Watsu helps decrease muscle tension and increase range of motion. The support of the water provides relief from compression forces in the joints. The movements through the water provide gentle stretching into all ranges for the spine and extremities while these joints are unloaded.

Clients report decreased pain as Watsu decreases their muscle spasm and muscle guarding, increases their range of motion, and promotes profound relaxation. Many clients also report a decrease in their emotional pain.

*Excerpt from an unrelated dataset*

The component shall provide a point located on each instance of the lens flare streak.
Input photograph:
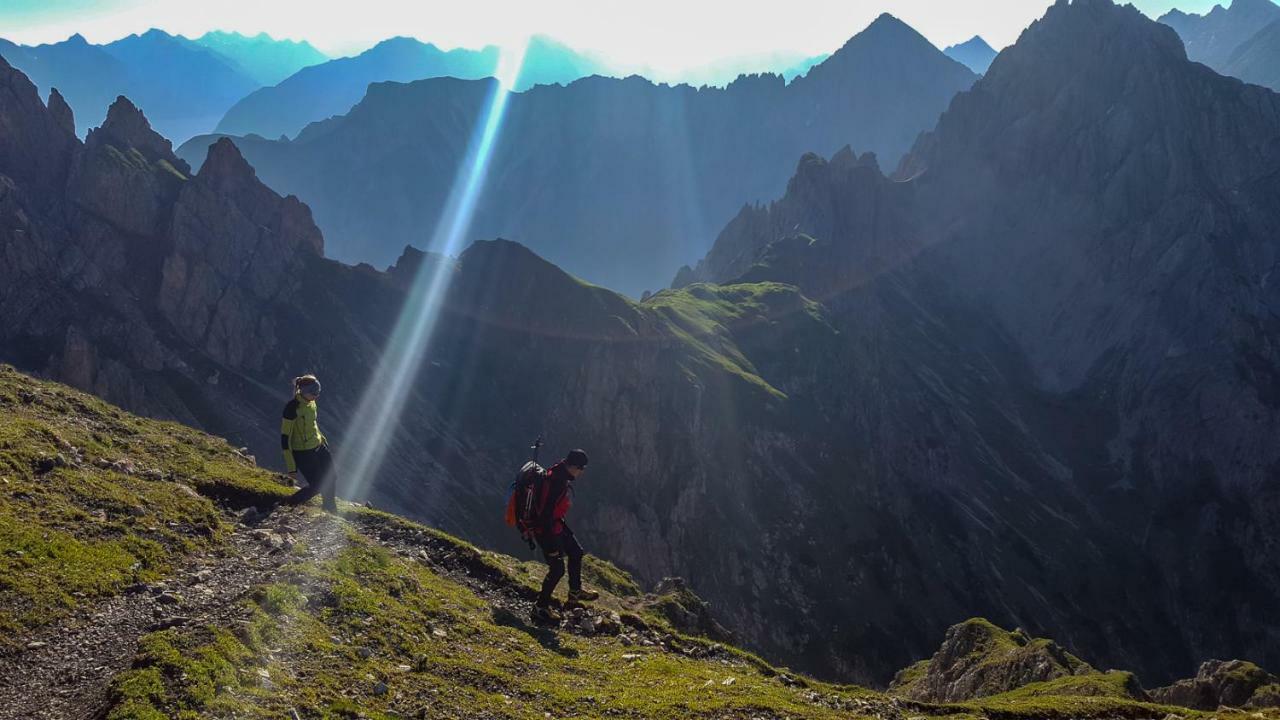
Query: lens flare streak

Therapists utilizing Watsu as part of their aquatic therapy treatment programs report the following improvements in their clients:

1. Immediate Benefits With First Session

* increased range of motion
* increased muscle relaxation
* decreased muscle spasm
* decreased spasticity
* decreased pain

2. Long-term Benefits After Multiple Sessions

* improved sleep patterns
* improved digestion
* improved healing and immune system response
* greater decreases in pain
* decreased anxiety
* many clients report a decrease in their emotional pain

Watsu is being incorporated into aquatic therapy treatment programs in hospitals, clinics and rehabilitation centers around the world. Therapists are impressed by the benefits for so many of their clients. Some of the many populations who have benefited include those with

* traumatic brain injury
* spinal cord injury
* strokes
* Parkinson’s Disease
* arthritis
* cerebral palsy
* chronic pain
* fibromyalgia
* ankylosing spondylitis
* post mastectomy
* post thoracic surgery
* post traumatic stress disorder.

Many clients report that nothing else is as effective in decreasing their pain and improving their ability to move.